Na początku czerwca na stronie prezydenta Ukrainy pojawiła się elektroniczna petycja w sprawie zalegalizowania małżeństw osób tej samej płci. Wystosowała ją Anastasija Sowenko, 24-letnia nauczycielka z Zaporoża, definiująca siebie jako osobę biseksualną. O tym, dlaczego zdecydowała się wystosować petycję do ukraińskiego rządu, opowiedziała w rozmowie z „The New York Times”. Z jej słów wynika, że przeczytała artykuł o heteroseksualnych żołnierzach i żołnierkach, którzy przed wyruszeniem na wojnę jak najszybciej chcieli poślubić swoich partnerów. Wtedy poczuła złość i frustrację na to, że osoby LGBT nie mają takiej możliwości. Nie będą mogły nawet odwiedzić rannego partnera w szpitalu.
Petycję podpisało już ponad 28,5 tys. osób.
„W tej chwili każdy dzień może być ostatnim.

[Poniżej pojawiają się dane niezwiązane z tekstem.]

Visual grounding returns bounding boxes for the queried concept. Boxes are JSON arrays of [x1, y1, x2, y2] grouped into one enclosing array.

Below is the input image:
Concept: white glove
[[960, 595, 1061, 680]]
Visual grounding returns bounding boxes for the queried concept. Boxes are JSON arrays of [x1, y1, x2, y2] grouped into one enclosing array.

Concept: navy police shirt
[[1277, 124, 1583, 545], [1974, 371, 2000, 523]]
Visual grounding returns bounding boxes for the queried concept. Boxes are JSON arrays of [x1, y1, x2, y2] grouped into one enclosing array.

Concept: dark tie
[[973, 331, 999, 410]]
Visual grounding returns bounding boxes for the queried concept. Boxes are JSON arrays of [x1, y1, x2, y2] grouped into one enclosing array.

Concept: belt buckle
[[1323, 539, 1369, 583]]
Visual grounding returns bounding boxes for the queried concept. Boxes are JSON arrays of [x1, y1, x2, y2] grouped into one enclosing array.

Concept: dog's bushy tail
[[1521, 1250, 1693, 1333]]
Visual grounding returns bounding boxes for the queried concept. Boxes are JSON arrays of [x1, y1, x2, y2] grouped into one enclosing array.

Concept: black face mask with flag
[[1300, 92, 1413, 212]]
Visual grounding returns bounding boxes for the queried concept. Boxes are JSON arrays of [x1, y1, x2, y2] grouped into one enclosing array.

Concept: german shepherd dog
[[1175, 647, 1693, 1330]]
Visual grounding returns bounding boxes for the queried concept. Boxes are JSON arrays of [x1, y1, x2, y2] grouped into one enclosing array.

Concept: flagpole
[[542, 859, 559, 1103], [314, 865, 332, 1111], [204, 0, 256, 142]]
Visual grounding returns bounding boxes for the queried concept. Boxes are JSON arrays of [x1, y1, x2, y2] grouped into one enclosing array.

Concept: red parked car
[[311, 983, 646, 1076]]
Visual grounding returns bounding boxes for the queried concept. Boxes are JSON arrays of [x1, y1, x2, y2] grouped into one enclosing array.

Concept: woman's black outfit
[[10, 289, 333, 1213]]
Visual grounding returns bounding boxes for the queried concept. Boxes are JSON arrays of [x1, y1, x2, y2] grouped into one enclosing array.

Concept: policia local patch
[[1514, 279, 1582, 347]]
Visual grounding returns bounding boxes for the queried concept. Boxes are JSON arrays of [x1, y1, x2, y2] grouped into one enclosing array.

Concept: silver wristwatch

Niech osoby tej samej płci mają możliwość założenia rodziny i mają oficjalny dokument, który to potwierdzi” – napisała Anastasija Sowenko.
Prezydent Ukrainy odpowiada
Jak podaje portal life.pravda.com.ua, prezydent Wołodymyr Zełenski odpowiedział na petycję. Podkreślił, że zgodnie z Konstytucją Ukrainy małżeństwo opiera się na dobrowolnej zgodzie kobiety i mężczyzny. Zaznaczył, że Konstytucja nie może zostać zmieniona w stanie wojennym.
„Dziękuję wszystkim, którzy przyłączyli się do tej petycji za ich aktywną pozycję obywatelską. We współczesnym świecie poziom demokracji społecznej mierzy się w szczególności polityką państwa mającą na celu zapewnienie równych praw wszystkim obywatelom” – czytamy w odpowiedzi prezydenta, zacytowanej przez portal life.pravda.com.ua.
Zełenski dodał, że każdy obywatel jest integralną częścią społeczeństwa obywatelskiego, podlega wszystkim prawom i wolnościom zapisanym w Konstytucji Ukrainy. Odniósł się również do Kodeksu Rodzinnego, który określa, że rodzina jest podstawową i główną jednostką społeczeństwa.
Mimo tego Zełenski zaapelował do premiera o rozpatrzenie propozycji przedstawionej w petycji. Na skutek tego, rząd opracowywał opcje legalizacji zarejestrowanego związku partnerskiego w Ukrainie w ramach prac nad ustanowieniem i ochroną praw i wolności człowieka.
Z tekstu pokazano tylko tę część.